Perkembangan ilmu pengetahuan yang tiada henti menciptakan pertumbuhan industri yang begitu cepat, terutama untuk memenuhi kebutuhan manusia. Namun, perkembangan tersebut juga mendatangkan konsekuensi pemanasan global yang berdampak pula pada perubahan iklim.
Bahan utama dari laju perkembangan teknologi ini adalah energi, yaitu kemampuan suatu benda atau sistem untuk melakukan sesuatu. Energi kemudian menjadi aspek yang sangat strategis di masa kini.
Latar belakang kerentanan iklim ini kemudian memicu kesadaran banyak negara di dunia mengenai risiko tersebut, sehingga melandasi pembentukan forum-forum multilateral di bidang energi.
Banyak forum ataupun perjanjian internasional yang dibuat dalam rangka mengembangkan energi terbarukan dan energi hijau yang lebih ramah lingkungan.
Salah satu bentuk forum tersebut yakni South-South and Triangular Cooperation on Renewable Energy (SSTC RE).
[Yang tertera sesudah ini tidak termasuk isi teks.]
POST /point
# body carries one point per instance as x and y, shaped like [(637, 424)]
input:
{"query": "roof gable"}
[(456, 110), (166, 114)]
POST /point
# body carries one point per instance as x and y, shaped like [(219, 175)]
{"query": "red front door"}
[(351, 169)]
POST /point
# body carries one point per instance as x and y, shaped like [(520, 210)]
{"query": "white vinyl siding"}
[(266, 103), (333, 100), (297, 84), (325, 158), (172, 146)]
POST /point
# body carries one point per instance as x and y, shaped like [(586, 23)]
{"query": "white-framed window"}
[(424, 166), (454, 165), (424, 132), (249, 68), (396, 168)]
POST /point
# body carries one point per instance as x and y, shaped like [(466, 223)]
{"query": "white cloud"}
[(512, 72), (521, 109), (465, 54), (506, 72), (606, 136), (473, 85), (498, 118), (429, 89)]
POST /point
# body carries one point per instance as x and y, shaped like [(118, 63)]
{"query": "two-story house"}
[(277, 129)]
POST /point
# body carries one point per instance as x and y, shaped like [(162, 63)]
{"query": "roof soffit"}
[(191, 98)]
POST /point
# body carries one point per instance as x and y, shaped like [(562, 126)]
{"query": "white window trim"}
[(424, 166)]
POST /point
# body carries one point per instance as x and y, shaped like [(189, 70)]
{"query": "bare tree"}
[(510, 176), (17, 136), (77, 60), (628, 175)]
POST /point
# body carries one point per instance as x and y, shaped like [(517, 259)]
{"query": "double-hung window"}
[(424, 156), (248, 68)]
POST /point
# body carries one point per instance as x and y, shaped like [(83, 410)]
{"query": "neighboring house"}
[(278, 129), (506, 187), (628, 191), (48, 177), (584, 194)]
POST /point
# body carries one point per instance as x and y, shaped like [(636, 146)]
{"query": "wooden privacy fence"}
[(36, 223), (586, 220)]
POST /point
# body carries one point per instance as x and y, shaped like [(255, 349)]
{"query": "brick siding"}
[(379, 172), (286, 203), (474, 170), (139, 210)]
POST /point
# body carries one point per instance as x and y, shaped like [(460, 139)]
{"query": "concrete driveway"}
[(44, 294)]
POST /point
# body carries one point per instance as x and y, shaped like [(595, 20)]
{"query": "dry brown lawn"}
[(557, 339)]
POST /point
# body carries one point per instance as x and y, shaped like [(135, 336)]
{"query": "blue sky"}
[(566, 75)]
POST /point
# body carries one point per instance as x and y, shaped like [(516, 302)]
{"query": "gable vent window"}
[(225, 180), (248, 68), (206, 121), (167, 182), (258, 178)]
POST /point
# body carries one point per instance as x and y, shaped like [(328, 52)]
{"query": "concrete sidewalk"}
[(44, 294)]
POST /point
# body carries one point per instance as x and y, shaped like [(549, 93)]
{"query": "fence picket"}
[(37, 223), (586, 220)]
Belum lama ini forum tersebut melaksanakan pertemuan di Lombok pada 19-23 Mei 2026 yang mempertemukan Indonesia, Kenya, Madagaskar, Nepal, serta Jerman.
Keterlibatan Indonesia dalam forum tersebut menggambarkan diplomasi energi Indonesia yang terus aktif dalam mendukung energi terbarukan.
Diplomasi energi sendiri bisa kami artikan sebagai pemanfaatan kebijakan luar negeri dan instrumen geopolitik oleh suatu negara untuk mengamankan pasokan energi, menarik investasi, melakukan alih teknologi, serta mempercepat transisi menuju energi bersih.
Melalui Direktur Jenderal Energi Baru, Terbarukan, dan Konservasi Energi (EBTKE) Kementerian ESDM, Eniya Listiani Dewi, Indonesia menyampaikan komitmennya dalam rangka mengembangkan potensi energi terbarukan. Eniya Listiani Dewi menyatakan, "Indonesia memandang transisi energi bukan hanya sebagai agenda lingkungan, tetapi juga jalur strategis untuk memperkuat ketahanan energi, ketahanan ekonomi, dan kesejahteraan masyarakat. Karena itu, kolaborasi internasional menjadi sangat penting untuk mempercepat pengembangan energi terbarukan yang inklusif dan berkelanjutan," Rabu (23/05).
Dari sudut pandang diplomasi energi, langkah Indonesia untuk aktif bahkan menjadi tuan rumah dari pertemuan SSTC RE kemarin merupakan langkah konkret geopolitik Indonesia untuk bisa membangun citra dan kemitraan yang baik sehingga dapat memberikan dampak positif pada ketahanan energi di Indonesia.
Hal ini tentunya dapat dilihat dengan jelas dari fokus utama diadakannya forum tersebut, yakni memperkuat kerja sama negara berkembang dalam pengembangan energi terbarukan dan percepatan transisi energi.
Dalam pelaksanaan forum SSTC RE di Lombok kemarin, terdapat beberapa output yang dapat diidentifikasi. Beberapa output yang terhighlight yakni, adanya rencana penguatan kerja sama teknis antarnegara berkembang melalui transfer pengetahuan mengenai pengembangan energi terbarukan, juga peningkatan kapasitas SDM melalui pelatihan dan pertukaran pengalaman.